U.S. Department of the InteriorDOI News Header
Office of the Secretary
December 28, 2006
Hugh Vickery, 202-501-4633

Secretary Kempthorne Announces
Resignation of Kathleen Clarke;

Commends Her Leadership as
Bureau of Land Management Director

Kathleen Clarke
Kathleen Clarke.

(WASHINGTON) -- Secretary of the Interior Dirk Kempthorne today announced the resignation of Bureau of Land Management Director Kathleen Clarke, who is returning to her home state of Utah to rejoin her family.

Kempthorne commended Clarke for her strong leadership since she became director in January 2002, successfully enhancing recreational opportunities on BLM lands while at the same time expediting environmentally sensitive domestic energy production on federal lands.

“Your devotion to the management of our nation’s public lands, our western communities, and the employees of the BLM is truly inspiring,” Kempthorne wrote in a letter to Clarke accepting her resignation. “Our public lands, our forests and our landscapes are better off because of your service.”
Clarke was sworn in January 2, 2002 and became the first woman to serve as BLM director. Prior to that, she served as executive director of the Utah Department of Natural Resources.

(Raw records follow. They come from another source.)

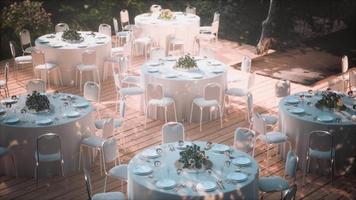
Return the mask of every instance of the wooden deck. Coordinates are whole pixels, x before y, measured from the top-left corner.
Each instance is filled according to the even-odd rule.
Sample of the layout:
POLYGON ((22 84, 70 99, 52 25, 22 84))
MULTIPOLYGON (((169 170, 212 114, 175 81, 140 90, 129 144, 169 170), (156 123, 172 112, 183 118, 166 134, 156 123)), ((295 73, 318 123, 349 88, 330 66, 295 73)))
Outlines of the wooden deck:
MULTIPOLYGON (((217 58, 232 65, 241 61, 242 55, 256 57, 254 47, 240 46, 236 43, 220 40, 215 47, 217 58)), ((142 57, 135 57, 132 70, 139 72, 139 66, 144 62, 142 57)), ((253 63, 253 62, 252 62, 253 63)), ((2 66, 4 62, 0 63, 2 66)), ((252 66, 253 68, 253 66, 252 66)), ((1 69, 3 69, 1 67, 1 69)), ((229 74, 239 75, 236 69, 230 68, 229 74)), ((11 95, 25 92, 26 81, 33 77, 32 67, 24 67, 20 70, 18 80, 10 75, 11 95)), ((259 112, 276 114, 278 112, 277 103, 274 97, 274 85, 276 80, 257 76, 253 90, 255 106, 259 112)), ((313 87, 292 84, 292 93, 326 87, 326 81, 320 81, 313 87)), ((53 87, 49 91, 58 90, 60 92, 81 95, 79 89, 74 87, 53 87)), ((101 103, 96 105, 102 117, 118 117, 115 112, 114 82, 112 79, 102 83, 101 103)), ((149 120, 147 127, 143 125, 144 115, 137 110, 137 99, 130 99, 127 104, 127 112, 123 126, 115 132, 115 137, 119 140, 125 137, 125 145, 120 146, 121 161, 128 163, 138 151, 159 144, 161 142, 161 126, 163 121, 149 120)), ((216 143, 232 145, 233 131, 237 127, 246 127, 245 104, 242 101, 232 99, 233 107, 224 116, 224 125, 220 129, 219 121, 210 121, 203 124, 203 131, 199 132, 199 124, 185 123, 185 130, 188 140, 203 140, 216 143)), ((270 157, 270 175, 283 175, 284 161, 277 154, 274 147, 270 157)), ((264 170, 265 166, 265 146, 258 143, 255 155, 260 165, 260 175, 268 175, 264 170)), ((104 176, 100 176, 99 167, 95 165, 91 168, 94 193, 102 192, 104 176)), ((120 185, 120 181, 109 179, 108 191, 122 191, 126 193, 126 185, 120 185)), ((355 199, 356 179, 355 176, 336 177, 334 185, 331 185, 328 176, 309 174, 306 184, 302 184, 301 172, 298 171, 298 192, 297 199, 355 199)), ((269 194, 266 199, 278 199, 279 193, 269 194)), ((38 187, 33 178, 15 178, 0 175, 0 199, 87 199, 85 183, 82 173, 63 177, 43 178, 38 187)))

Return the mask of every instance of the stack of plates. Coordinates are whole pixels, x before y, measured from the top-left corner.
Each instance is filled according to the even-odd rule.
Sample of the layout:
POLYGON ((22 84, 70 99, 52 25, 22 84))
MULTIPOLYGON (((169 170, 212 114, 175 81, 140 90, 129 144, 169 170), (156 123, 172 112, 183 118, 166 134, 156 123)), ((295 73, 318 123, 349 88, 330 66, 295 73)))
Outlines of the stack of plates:
POLYGON ((193 79, 201 79, 201 78, 203 78, 203 75, 201 75, 201 74, 192 74, 191 77, 193 79))
POLYGON ((54 48, 60 48, 60 47, 62 47, 62 45, 61 45, 61 44, 52 44, 52 47, 54 47, 54 48))
POLYGON ((214 144, 211 150, 218 153, 224 153, 225 151, 230 150, 230 147, 224 144, 214 144))
POLYGON ((3 103, 3 104, 14 104, 14 103, 16 103, 17 102, 17 100, 16 99, 10 99, 10 98, 7 98, 7 99, 4 99, 4 100, 2 100, 1 101, 1 103, 3 103))
POLYGON ((3 115, 3 114, 5 114, 5 113, 6 113, 6 110, 3 109, 3 108, 0 108, 0 115, 3 115))
POLYGON ((329 115, 321 115, 317 117, 317 120, 321 122, 332 122, 334 118, 329 115))
POLYGON ((214 70, 212 70, 211 72, 213 72, 213 73, 215 73, 215 74, 219 74, 219 73, 223 73, 224 70, 222 70, 222 69, 214 69, 214 70))
POLYGON ((52 122, 53 122, 53 120, 50 118, 42 118, 42 119, 36 120, 37 125, 48 125, 48 124, 51 124, 52 122))
POLYGON ((290 112, 293 114, 302 114, 305 112, 305 110, 303 108, 293 108, 290 110, 290 112))
POLYGON ((141 154, 145 158, 157 158, 159 154, 157 153, 156 149, 146 149, 141 154))
POLYGON ((4 122, 5 122, 6 124, 16 124, 16 123, 19 122, 19 121, 20 121, 20 119, 17 118, 17 117, 9 117, 9 118, 7 118, 7 119, 4 120, 4 122))
POLYGON ((197 184, 197 190, 204 191, 204 192, 212 192, 216 190, 217 185, 215 182, 212 181, 203 181, 197 184))
POLYGON ((136 166, 133 169, 133 173, 136 175, 147 175, 152 173, 153 170, 151 167, 147 166, 147 165, 140 165, 140 166, 136 166))
POLYGON ((88 45, 85 45, 85 44, 78 45, 78 48, 87 48, 87 47, 88 47, 88 45))
POLYGON ((150 73, 155 73, 155 72, 158 72, 159 70, 157 68, 149 67, 149 68, 147 68, 147 71, 150 73))
POLYGON ((236 182, 244 182, 248 179, 247 174, 241 173, 241 172, 233 172, 231 174, 228 174, 226 176, 228 180, 236 181, 236 182))
POLYGON ((66 112, 64 115, 69 118, 75 118, 75 117, 79 117, 80 113, 73 110, 73 111, 66 112))
POLYGON ((299 103, 299 99, 293 98, 293 97, 289 97, 289 98, 286 99, 286 102, 290 103, 290 104, 297 104, 297 103, 299 103))
POLYGON ((184 142, 183 145, 179 145, 179 143, 177 142, 177 144, 175 145, 175 148, 177 149, 186 149, 187 146, 192 146, 191 142, 184 142))
POLYGON ((159 66, 160 63, 159 63, 159 62, 152 61, 152 62, 149 62, 147 65, 149 65, 149 66, 159 66))
POLYGON ((88 102, 85 102, 85 101, 83 101, 83 102, 78 102, 78 103, 74 103, 74 104, 73 104, 73 107, 74 107, 74 108, 85 108, 85 107, 87 107, 87 106, 89 106, 89 103, 88 103, 88 102))
POLYGON ((161 179, 156 182, 156 186, 164 190, 173 189, 176 185, 177 183, 172 179, 161 179))
POLYGON ((232 164, 238 166, 247 166, 251 164, 251 160, 246 156, 237 156, 232 160, 232 164))
POLYGON ((97 40, 95 43, 97 44, 104 44, 105 42, 103 40, 97 40))

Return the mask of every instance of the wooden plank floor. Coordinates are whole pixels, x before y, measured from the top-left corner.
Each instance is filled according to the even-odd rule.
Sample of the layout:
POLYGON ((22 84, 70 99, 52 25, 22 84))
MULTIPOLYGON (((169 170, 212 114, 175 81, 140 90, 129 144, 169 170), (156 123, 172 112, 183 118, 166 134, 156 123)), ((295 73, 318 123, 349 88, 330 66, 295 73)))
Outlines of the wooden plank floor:
MULTIPOLYGON (((229 65, 241 61, 243 55, 256 57, 254 47, 239 45, 237 43, 220 40, 214 47, 216 57, 229 65)), ((133 73, 139 73, 139 67, 144 62, 142 57, 135 57, 133 61, 133 73)), ((3 66, 4 61, 0 62, 3 66)), ((1 67, 1 69, 3 69, 1 67)), ((239 76, 236 69, 229 68, 229 75, 239 76)), ((2 74, 1 74, 2 75, 2 74)), ((26 81, 33 77, 32 67, 25 66, 20 70, 17 80, 13 73, 10 75, 9 87, 11 95, 22 94, 25 92, 26 81)), ((257 111, 276 114, 277 99, 274 97, 274 84, 277 80, 257 76, 256 84, 253 89, 254 103, 257 111)), ((234 83, 239 84, 239 83, 234 83)), ((232 84, 232 85, 234 85, 232 84)), ((320 89, 326 87, 326 81, 320 81, 313 87, 292 84, 292 93, 308 90, 320 89)), ((73 93, 81 95, 79 89, 74 87, 53 86, 49 91, 58 90, 60 92, 73 93)), ((115 112, 114 82, 112 79, 102 83, 101 103, 97 104, 101 117, 118 117, 115 112)), ((161 126, 164 122, 159 120, 149 120, 145 128, 144 115, 137 108, 138 99, 132 98, 128 101, 125 123, 115 132, 115 137, 119 139, 121 161, 128 163, 138 151, 159 144, 161 142, 161 126)), ((233 131, 237 127, 248 126, 245 120, 245 104, 241 100, 231 99, 232 106, 228 114, 224 116, 224 126, 221 129, 219 121, 205 122, 203 131, 199 132, 199 124, 185 123, 185 130, 188 140, 203 140, 216 143, 232 145, 233 131)), ((270 157, 270 174, 267 174, 265 167, 266 151, 265 146, 258 143, 255 158, 260 165, 260 175, 283 175, 284 161, 277 154, 277 148, 272 149, 270 157)), ((93 166, 92 182, 94 193, 102 192, 104 176, 100 176, 98 165, 93 166)), ((121 185, 119 181, 109 179, 108 191, 122 191, 126 193, 126 185, 121 185)), ((308 175, 305 184, 302 183, 301 172, 298 172, 298 192, 297 199, 355 199, 356 198, 356 179, 355 176, 336 177, 334 185, 331 185, 328 176, 318 174, 308 175)), ((266 199, 278 199, 278 193, 269 194, 266 199)), ((43 178, 40 180, 38 187, 32 178, 15 178, 0 175, 0 199, 87 199, 82 173, 63 177, 43 178)))

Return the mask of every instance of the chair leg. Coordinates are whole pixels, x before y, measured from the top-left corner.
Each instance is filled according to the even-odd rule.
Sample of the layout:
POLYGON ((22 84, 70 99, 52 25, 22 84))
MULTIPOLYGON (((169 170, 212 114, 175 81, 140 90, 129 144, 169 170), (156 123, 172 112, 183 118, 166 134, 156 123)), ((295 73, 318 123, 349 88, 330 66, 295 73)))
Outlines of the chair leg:
POLYGON ((202 124, 203 124, 203 108, 200 108, 200 132, 202 130, 202 124))
POLYGON ((75 86, 78 87, 78 69, 75 70, 75 86))
POLYGON ((146 114, 145 114, 145 128, 146 128, 146 125, 147 125, 147 117, 148 117, 148 115, 149 115, 148 106, 149 106, 149 105, 147 105, 146 108, 145 108, 145 109, 146 109, 146 111, 145 111, 145 113, 146 113, 146 114))
POLYGON ((176 103, 175 102, 173 102, 173 109, 174 109, 174 116, 175 116, 176 122, 177 122, 178 121, 177 120, 177 109, 176 109, 176 103))
POLYGON ((168 119, 167 119, 167 106, 164 107, 164 121, 165 123, 167 123, 168 119))
POLYGON ((330 168, 331 168, 331 184, 334 184, 335 161, 333 157, 330 159, 330 168))
POLYGON ((268 160, 268 151, 269 151, 269 144, 268 143, 266 143, 266 145, 267 145, 267 160, 266 160, 266 162, 267 162, 267 173, 269 173, 269 160, 268 160))
POLYGON ((79 91, 82 92, 82 79, 83 79, 83 72, 79 72, 79 91))
POLYGON ((99 149, 97 149, 97 151, 99 152, 99 166, 100 166, 100 176, 103 175, 103 155, 102 155, 102 151, 99 149))
POLYGON ((193 108, 194 108, 194 102, 192 102, 192 105, 190 107, 190 119, 189 119, 190 123, 192 123, 193 108))
POLYGON ((18 177, 15 156, 14 156, 14 154, 10 153, 10 157, 11 157, 12 165, 13 165, 14 170, 15 170, 15 176, 18 177))
POLYGON ((219 105, 219 114, 220 114, 220 127, 223 127, 223 120, 222 120, 222 110, 221 110, 221 106, 219 105))
POLYGON ((82 147, 79 147, 79 161, 78 161, 78 171, 80 171, 80 163, 82 161, 82 147))
POLYGON ((309 162, 310 162, 310 158, 309 158, 309 155, 307 154, 306 166, 304 167, 304 170, 303 170, 303 185, 305 184, 305 179, 306 179, 307 173, 309 171, 309 162))
POLYGON ((60 162, 61 162, 61 174, 64 177, 64 161, 63 161, 63 159, 60 162))
POLYGON ((59 77, 59 83, 61 84, 61 86, 63 86, 63 79, 62 79, 62 72, 61 69, 57 69, 57 73, 58 73, 58 77, 59 77))
POLYGON ((38 186, 38 167, 39 167, 39 163, 36 163, 36 166, 35 166, 36 187, 38 186))
POLYGON ((108 176, 105 176, 105 181, 104 181, 104 192, 106 192, 106 182, 107 182, 108 176))

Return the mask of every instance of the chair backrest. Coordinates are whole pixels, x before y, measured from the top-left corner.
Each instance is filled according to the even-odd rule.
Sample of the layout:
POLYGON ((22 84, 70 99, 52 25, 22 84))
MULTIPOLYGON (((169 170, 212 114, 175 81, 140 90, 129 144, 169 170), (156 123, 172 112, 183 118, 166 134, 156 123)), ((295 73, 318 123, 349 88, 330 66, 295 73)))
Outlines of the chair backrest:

Clarke worked for Rep. James V. Hansen from 1987 to 1993 as director of constituent services and executive director of Hansen's Ogden, Utah office. Prior to that, she was co-owner of a construction and real estate business in Kaysville, Utah. She also served as staff assistant in the Washington, D.C., office of Sen. Wallace F. Bennett.

A native of Bountiful, Utah, Clarke attended Utah State University, graduating cum laude with a B.A. degree in political science in 1970.

The Bureau of Land Management is responsible for managing 258 million acres of land, or about one-eighth of the land in the United States, and approximately 700 million acres of subsurface mineral resources.

Most of the lands the bureau manages are located in the western United States, including Alaska, and are dominated by extensive grasslands, forests, high mountains, arctic tundra, and deserts.